4R : The Chronicles of Audy

Image

Judul: 4R
Seri: The Chronicles of Audy
Penulis: Orizuka
Penerbit: Haru
Jumlah halaman: 320
Tanggal terbit: 2013
Rating: 4/5

Big thanks for Penerbit Haru. Terima kasih telah membantuku mempertebal timbunan 🙂

Audy adalah seorang mahasiswa Hubungan Internasional Universitas Gadjah Mada yang setelah empat setengah tahun kuliah, akhirnya bisa juga memulai skripsinya. Namun hidupnya tak berjalan semulus jalan tol. Orang tuanya menderita kemiskinan mendadak karena tertipu bisnis investasi. Jadi ia harus banting tulang bekerja part time, apalagi mengingat tunggakan uang kostnya dan muka ibu kost yang udah mirip buku taguhan utang.

Setelah melihat lowongan pekerjaan di koran yang menawarkan pekerjaan sebagai babysitter, Audy langsung menyanggupi untuk bekerja di sana. Apalagi diming-imingi tulisan gaji sembilan ratus ribu dan bisa dibayar di muka yang tertulis di kontrak perjanjian, tanpa berpikir panjang Audy lantas menandatangani kontrak itu.

Nah,sialnya, Audy tak sempat membaca tulisan lain di kontrak itu selain gaji sembilan ratus ribu dan dibayar di muka. Dan ternyata dalam perjanjian itu tertulis pula bahwa Audy harus mengerjakan pula berbagai pekerjaan rumah tangga. Intinya, sekarang dia harus jadi babysitter garis-miring-pembantu.

Di sinilah ia sekarang, bekerja di rumah Regan, Romeo, Rex, dan Rafael sebagai babysitter garis-miring-pembantu.

Aku mendesah pelan. Benar. Aku ada di sini karena terikat kontrak yang dulu pernah kutandatangani. Aku di sini cuma seorang babysitterBabysitter yang tidak becus, menumpang hidup dan merepotkan semua orang. Sudah begitu, masih digaji, lagi.

–o–

Nah, karena Orizuka nyatanya adalah penulis favoritku, tampaknya review kali ini agak subyektif.

Novel ini ditulis dari sudut pandang seorang Audy, gadis bodoh  lugu (beneran, Audy itu bodoh lugu -,-) yang entah karena keberuntungan macam apa bisa diterima di jurusan HI, yang notabene disebut-sebut jurusan Soshum paling bergengsi di UGM (sebenarnya ini efek SBMPTN kemarin). Namun dari sudut pandang inilah kita bisa tahu bagaimana Audy yang sebenarnya. Gaya bahasa Orizuka di sini jadi lucu dan ekspresif berkat sudut pandang ini. Dan oh, gaya bercerita Orizuka yang mengalir lancar memang nggak ada matinya. Inilah yang membuat aku menobatkan Orizuka sebagai penulis favorit.

Karakterisasi novel ini juga rapi. Bagaimana Orizuka membentuk karakter kelima tokoh sentral (dan bagaimana dia membentuk image bodoh  lugu pada kedua orangtua Audy) memang jempolan.

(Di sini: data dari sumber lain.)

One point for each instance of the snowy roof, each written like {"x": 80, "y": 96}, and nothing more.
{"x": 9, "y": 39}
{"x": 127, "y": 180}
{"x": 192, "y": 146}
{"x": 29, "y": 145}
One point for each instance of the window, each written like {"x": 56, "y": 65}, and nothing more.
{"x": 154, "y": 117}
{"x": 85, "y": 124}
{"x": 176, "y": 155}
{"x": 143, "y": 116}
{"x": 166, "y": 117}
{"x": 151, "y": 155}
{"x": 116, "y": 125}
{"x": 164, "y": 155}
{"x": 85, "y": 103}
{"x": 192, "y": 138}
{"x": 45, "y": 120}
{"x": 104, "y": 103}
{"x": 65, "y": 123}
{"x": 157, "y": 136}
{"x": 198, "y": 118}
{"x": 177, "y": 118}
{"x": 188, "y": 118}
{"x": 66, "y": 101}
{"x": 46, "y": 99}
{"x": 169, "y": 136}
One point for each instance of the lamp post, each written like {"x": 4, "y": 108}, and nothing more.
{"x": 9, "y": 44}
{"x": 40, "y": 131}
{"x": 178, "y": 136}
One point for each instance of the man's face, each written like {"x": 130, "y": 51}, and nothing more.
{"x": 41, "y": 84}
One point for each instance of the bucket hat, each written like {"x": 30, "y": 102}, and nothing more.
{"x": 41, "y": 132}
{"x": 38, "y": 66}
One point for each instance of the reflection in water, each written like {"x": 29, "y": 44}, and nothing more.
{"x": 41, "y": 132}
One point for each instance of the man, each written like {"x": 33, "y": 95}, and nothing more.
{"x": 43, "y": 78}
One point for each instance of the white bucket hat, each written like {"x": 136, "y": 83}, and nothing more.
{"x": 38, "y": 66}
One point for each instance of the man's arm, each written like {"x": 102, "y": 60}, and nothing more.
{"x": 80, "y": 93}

Bagaimana Audy digambarkan sebagai pribadi yang berantakan, Regan yang dewasa dan pekerja keras, Romeo yang walaupun baik dan care tapi ketombean, Rex yang tampak dingin tapi peduli pada keluarganya dengan caranya sendiri, dan Rafael si balita yang terlalu dewasa tapi lucu dalam waktu bersamaan. Dari kelima tokoh itu, Rex memang jadi tokoh favoritku. Oke, mungkin pembaca lain juga mengidolakan cowok tujuh belas tahun (duh seumuran sama pacar nih) ini. Mungkin seleraku pasaran. What ever.

Oke, ada sedikit bocoran: Audy naksir sama Regan. Nggak lama sampai Audy akhirnya harus menyerah. Yang aku bingung, aku pikir Audy cuma naksir biasa sama Regan soalnya yang dibahas cuma betapa tampannya Regan sampai-sampai disamain sama malaikat. Tapi pas Audy patah hati, kenapa sampai segitunya sih?

Endingnya, cukup memuaskan. Jadi nggak sabar baca buku kedua.